В больнице Равельштейна постоянно навещали студенты – кружок избранных. Они приходили, уходили, собирались в вестибюле и болтали. На второй день после переезда в обычную палату Эйб вновь сел за телефон и принялся звонить своим парижским друзьям, объясняя, почему не может вернуться и почему вынужден отказаться от снятой квартиры. Чтобы вытрясти из аристократических хозяев dépôt de garanti – десять тысяч долларов – требовалось проявить нешуточные дипломатические способности. Неизвестно было, отдадут они деньги или нет. Впрочем, Равельштейн их понимал: то были самые красивые и самые выдающиеся апартаменты из всех, где ему только приходилось жить.

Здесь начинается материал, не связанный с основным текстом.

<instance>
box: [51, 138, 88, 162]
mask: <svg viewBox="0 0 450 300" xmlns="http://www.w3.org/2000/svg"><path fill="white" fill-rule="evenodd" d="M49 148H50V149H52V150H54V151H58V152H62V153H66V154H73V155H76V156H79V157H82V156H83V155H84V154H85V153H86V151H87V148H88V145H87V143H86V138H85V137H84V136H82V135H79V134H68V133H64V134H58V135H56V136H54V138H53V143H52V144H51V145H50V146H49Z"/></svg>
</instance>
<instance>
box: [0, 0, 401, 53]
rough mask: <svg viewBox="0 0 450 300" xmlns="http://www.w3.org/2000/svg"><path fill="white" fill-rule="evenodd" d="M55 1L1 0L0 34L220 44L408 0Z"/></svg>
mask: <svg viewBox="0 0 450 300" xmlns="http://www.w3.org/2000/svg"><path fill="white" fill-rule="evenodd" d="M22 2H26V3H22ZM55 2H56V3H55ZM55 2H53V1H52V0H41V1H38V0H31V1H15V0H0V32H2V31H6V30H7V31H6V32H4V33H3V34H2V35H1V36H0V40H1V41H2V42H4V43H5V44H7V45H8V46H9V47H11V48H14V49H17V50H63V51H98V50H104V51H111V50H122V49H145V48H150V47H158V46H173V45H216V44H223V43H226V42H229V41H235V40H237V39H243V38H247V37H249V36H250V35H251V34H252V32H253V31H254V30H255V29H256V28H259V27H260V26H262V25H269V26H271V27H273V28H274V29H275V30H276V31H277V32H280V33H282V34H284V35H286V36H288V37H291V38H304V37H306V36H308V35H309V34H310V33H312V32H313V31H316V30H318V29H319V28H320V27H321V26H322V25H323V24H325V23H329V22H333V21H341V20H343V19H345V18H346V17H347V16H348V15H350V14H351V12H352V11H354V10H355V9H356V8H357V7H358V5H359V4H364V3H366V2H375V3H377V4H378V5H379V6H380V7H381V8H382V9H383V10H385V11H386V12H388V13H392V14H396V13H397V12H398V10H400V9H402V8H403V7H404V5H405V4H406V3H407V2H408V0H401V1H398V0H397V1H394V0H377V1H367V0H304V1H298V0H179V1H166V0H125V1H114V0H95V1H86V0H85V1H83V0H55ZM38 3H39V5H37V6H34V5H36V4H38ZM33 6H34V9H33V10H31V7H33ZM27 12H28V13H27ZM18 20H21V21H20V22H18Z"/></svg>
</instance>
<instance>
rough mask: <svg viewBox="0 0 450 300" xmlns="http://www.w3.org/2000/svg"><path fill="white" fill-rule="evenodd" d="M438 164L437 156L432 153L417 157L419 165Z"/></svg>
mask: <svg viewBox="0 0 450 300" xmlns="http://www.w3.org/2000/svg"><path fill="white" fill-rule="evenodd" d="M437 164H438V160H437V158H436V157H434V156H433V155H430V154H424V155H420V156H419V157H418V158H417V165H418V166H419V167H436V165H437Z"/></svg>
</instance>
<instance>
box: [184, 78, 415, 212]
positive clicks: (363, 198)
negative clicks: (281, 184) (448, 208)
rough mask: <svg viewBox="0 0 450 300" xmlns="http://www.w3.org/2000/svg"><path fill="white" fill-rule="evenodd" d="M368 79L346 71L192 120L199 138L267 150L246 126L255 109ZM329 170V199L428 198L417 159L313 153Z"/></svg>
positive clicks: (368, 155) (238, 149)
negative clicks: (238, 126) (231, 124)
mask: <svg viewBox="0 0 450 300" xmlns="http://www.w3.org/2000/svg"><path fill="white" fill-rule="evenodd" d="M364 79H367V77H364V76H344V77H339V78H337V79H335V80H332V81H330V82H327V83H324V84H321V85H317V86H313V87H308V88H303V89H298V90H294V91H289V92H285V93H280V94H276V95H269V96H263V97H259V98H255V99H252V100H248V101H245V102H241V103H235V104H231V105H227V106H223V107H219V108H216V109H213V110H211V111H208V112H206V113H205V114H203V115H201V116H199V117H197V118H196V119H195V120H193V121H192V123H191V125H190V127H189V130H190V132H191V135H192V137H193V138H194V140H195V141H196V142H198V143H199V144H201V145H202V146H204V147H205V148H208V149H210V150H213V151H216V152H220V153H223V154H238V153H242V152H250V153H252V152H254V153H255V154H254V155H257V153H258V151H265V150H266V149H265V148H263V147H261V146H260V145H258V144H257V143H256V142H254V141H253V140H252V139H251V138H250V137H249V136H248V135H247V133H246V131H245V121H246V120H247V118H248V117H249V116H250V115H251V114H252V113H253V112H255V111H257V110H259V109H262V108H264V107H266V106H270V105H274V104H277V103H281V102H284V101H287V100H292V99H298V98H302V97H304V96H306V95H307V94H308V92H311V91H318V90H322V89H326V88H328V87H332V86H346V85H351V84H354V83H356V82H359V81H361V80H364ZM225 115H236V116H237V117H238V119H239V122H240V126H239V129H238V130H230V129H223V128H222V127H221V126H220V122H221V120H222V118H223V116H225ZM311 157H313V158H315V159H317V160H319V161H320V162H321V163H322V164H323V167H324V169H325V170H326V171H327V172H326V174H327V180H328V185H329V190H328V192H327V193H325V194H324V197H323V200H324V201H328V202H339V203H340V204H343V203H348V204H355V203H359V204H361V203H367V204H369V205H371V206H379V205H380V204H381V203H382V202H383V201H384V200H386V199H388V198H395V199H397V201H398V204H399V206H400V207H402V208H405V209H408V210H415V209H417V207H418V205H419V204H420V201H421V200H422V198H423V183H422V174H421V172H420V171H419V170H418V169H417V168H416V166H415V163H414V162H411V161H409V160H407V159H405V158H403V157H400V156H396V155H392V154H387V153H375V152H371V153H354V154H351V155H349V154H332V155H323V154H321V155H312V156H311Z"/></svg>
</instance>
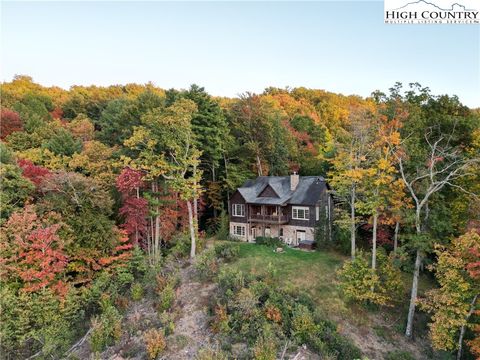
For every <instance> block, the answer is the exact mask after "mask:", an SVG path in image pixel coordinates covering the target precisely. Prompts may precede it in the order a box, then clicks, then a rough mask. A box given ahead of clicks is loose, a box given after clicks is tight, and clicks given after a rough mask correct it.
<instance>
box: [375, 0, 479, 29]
mask: <svg viewBox="0 0 480 360" xmlns="http://www.w3.org/2000/svg"><path fill="white" fill-rule="evenodd" d="M455 1H456V0H416V1H415V0H384V5H385V9H384V21H385V24H480V10H479V9H480V2H479V1H478V0H458V1H459V2H455Z"/></svg>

Эйб не рассчитывал получить депозит, хотя и имел множество связей во французских академических кругах. Да и вообще во Франции – и в Италии. Он отдавал себе отчет, что законного способа вернуть деньги не существует. «Особенно в моем случае, ведь жилец – еврей, а в генеалогическом древе хозяина присутствует Гобино. Эти Гобино были известными антисемитами. К тому же я не просто еврей, я еще и американец – гремучая смесь, несущая хаос и разрушение цивилизации. Конечно, они не могут запретить евреям жить на их улице, но по крайней мере мы должны за это
В минуты полузабытья, ослабленный недугом, едва поднимая веки, Равельштейн говорил неразборчиво, но с выражением, по которому я и угадывал смысл. Несколько дней подряд его речь была похожа на этот прищуренный взгляд, и он все силился донести до меня нечто важное. Наконец я понял что: он до сих пор не оставлял попыток купить и переправить в Чикаго новый «БМВ».
– Из Германии?
Видимо, да, хотя про пересылку Равельштейн ничего не сказал. У меня сложилось впечатление, что автомобиль уже находится на борту грузового судна где-то посреди Атлантики. А может, его благополучно выгрузили и теперь везут в Чикаго.
– Это для Никки, – сказал Равельштейн. – Он хочет быть хозяином чего-то необыкновенного, причем единоличным хозяином. Ты ведь понимаешь, да, Чик? Кроме того, ему, возможно, придется уйти из школы метрдотелей.